ルイスと神秘主義

Into the Region of the Awe: Mysticism in C.S.Lewis by David C. Downing という本を買った。

本書の序文には次のようなエピソードが紹介されている。
米国の小学生から次のような質問がルイスに送られた。”アスランの国を訪れることは可能なのでしょうか?”
その質問に対してルイスは、彼が知る限りの唯一の方法は、死ぬことだと答えてから、奇妙なことを付け加えた。
”もしかすると、とても善良な人々はその前にほんの一瞬だけ垣間見ることもある。”

普通に読めばこの記述は子どもの読者への著者からのちょっとしたリップサービス、もっと言えば子どもが「いい子」になるための「教育的な嘘」のようにも思えるけれども、ひょっとしたらルイスは意外に本気だったのではないか?
というのが本書の著者が問うている謎である。

ルイスの作品を読んでいると、読者の生きる現実の世界の足場がゆらいできて、ファンタジーの世界、想念の世界のほうがリアルに思えてくるような、リアルとアンリアルが反転する瞬間があるけれども、これは必ずしもルイスの作家としての想像力のなせる技だけでなく、もしかしたらルイスの何らかの神秘体験(神的なものとのダイレクトな交感)に裏打ちされたものなのかもしれない。あるいはルイスの論理的な護教論者の顔の下には一個の神秘主義者が住んでいたのかも。

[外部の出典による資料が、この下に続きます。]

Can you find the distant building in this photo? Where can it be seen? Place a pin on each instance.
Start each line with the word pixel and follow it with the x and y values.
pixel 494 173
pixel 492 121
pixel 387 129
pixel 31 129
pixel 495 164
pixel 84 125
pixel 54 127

タイトルの Into the region of awe はルイスの宗教的自伝「喜びのおとずれ」の一節からの引用。

”Into the region of awe, in deepest solitude there is a road right out of self, a commerce with...the naked Other, imageless (through our imagination salutes it with a hundred images ), unknown, undefined, desired. "

不可知であり、定義できぬ、それでいて切望された”まったき他者”との接近遭遇。
ルイスのキリスト教には、そんな神秘的な体験が出発点にあったということだろうか。

そしてルイスが感じたその大いなる他者の息吹は、後々アスランのキャラクター描写となって表現されていったのかもしれない。